Presentazione Acciaitubi Milano “Siamo una matricola, dobbiamo adattarci”

Presentazione Acciaitubi Milano “Siamo una matricola, dobbiamo adattarci”

Presentazione Acciaitubi Milano “Siamo una matricola, dobbiamo adattarci”

L’Acciaitubi Picco Lecco si è presentata venerdì sera alla Canottieri Lecco. «Speriamo che il contesto porti fortuna», afferma Dario Righetti che prima come giocatore e ora come numero 1 ha sempre fatto parte del sodalizio biancorosso. «Ringrazio anzitutto sponsor e collaboratori indispensabili per lo sviluppo del progetto».  Il presidente sottolinea gli aspetti che contraddistinguono la società fin dalla sua nascita, nel 1971. «Coesione e il gruppo sono la nostra forza. Nella dirigenza attuale ci sono molte delle persone che hanno fatto la storia del nostro sodalizio. Sono molto felice che in provincia e fuori il nome di Alberto Picco sia conosciuto e abbia valore».
Una strada da non smarrire. «Ci vogliono progetti, iniziative e soldi per riuscire a portare avanti i progetti. Esempi di società blasonate che poi non riescono a continuare e chiudono sono sotto i nostri occhi. Non ci sentiamo arrivati. Facciamo fatica ma siamo contenti dei risultati che stiamo ottenendo. E per questo ringrazio Alessandro Alippi, Gianfranco Milano, che è anche coordinatore del settore giovanile, e Luisella Milani, che invece si occupa del minivolley».
I valori della Picco sono noti. «Famiglia e scuola anzitutto, dopo c’è la pallavolo. Per questo abbiamo anche istituito delle borse di studio per le nostre atleti più meritevoli». Ideali sostenuti anche dagli sponsor che hanno ringraziato la società per voler credere nei giovani, anche se qualcuno «osa» nominare l’obiettivo della Serie A2.

Milano

Il tecnico Gianfranco Milano però ha i piedi per terra: «Il girone A è il più tosto e noi siamo una matricola e dobbiamo adattarci e comportarci come tale. Abbiamo quattro nuovi elementi nel sestetto e molti giocheranno per prima volta nella categoria. Dobbiamo prima di tutto conservare la serie».

Ferrario

Esordiente nella categoria sarà il nuovo capitano, Cinzia Ferrario: giocatrice che da molti anni ha sposato il progetto lecchese. «Abbandonare Lecco? Ci ho pensato perché è molto impegnativo, siamo sempre in palestra. Ma è altrettanto bello far parte di un gruppo come questo e aver avuto il ruolo di capitano mi rende orgogliosa. Spero di avere le qualità per essere un esempio. Sono poco estroversa, sono sicura che questo compito mi darà la possibilità di crescere anche come persona».
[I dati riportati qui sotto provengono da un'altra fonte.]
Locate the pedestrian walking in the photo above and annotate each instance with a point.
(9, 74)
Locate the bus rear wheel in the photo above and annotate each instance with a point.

Nuova giocatrice e nuova maglia

Altra novità in casa biancorossa è l’ultimo colpo di mercato, Alice Santini: ex serie A1 con un passato a Urbino e a Conegliano dove ha vinto uno Scudetto. Presentate anche le nuove maglie dal team manager Benedetta Bruno spiega. «Ci sono stelle e una matita, perché vogliamo scrivere la storia sul cielo di Lecco».  Alla serata hanno presenziato anche il presidente del comitato provinciale MilanoMonzaLecco Massimo Sala e il tennista del Tc Lecco, da quest’anno nel torneo di serie A2, Lorenzo Frigerio: «Spero di portare fortuna come accaduto nella scorsa stagione». L’augurio fu quello di centrare la promozione: azzeccato. La Picco sarà capace di imitare il doppio salto di categoria dei tennisti lecchesi? Sabato alle 21 l’esordio al Bone con Ostiano.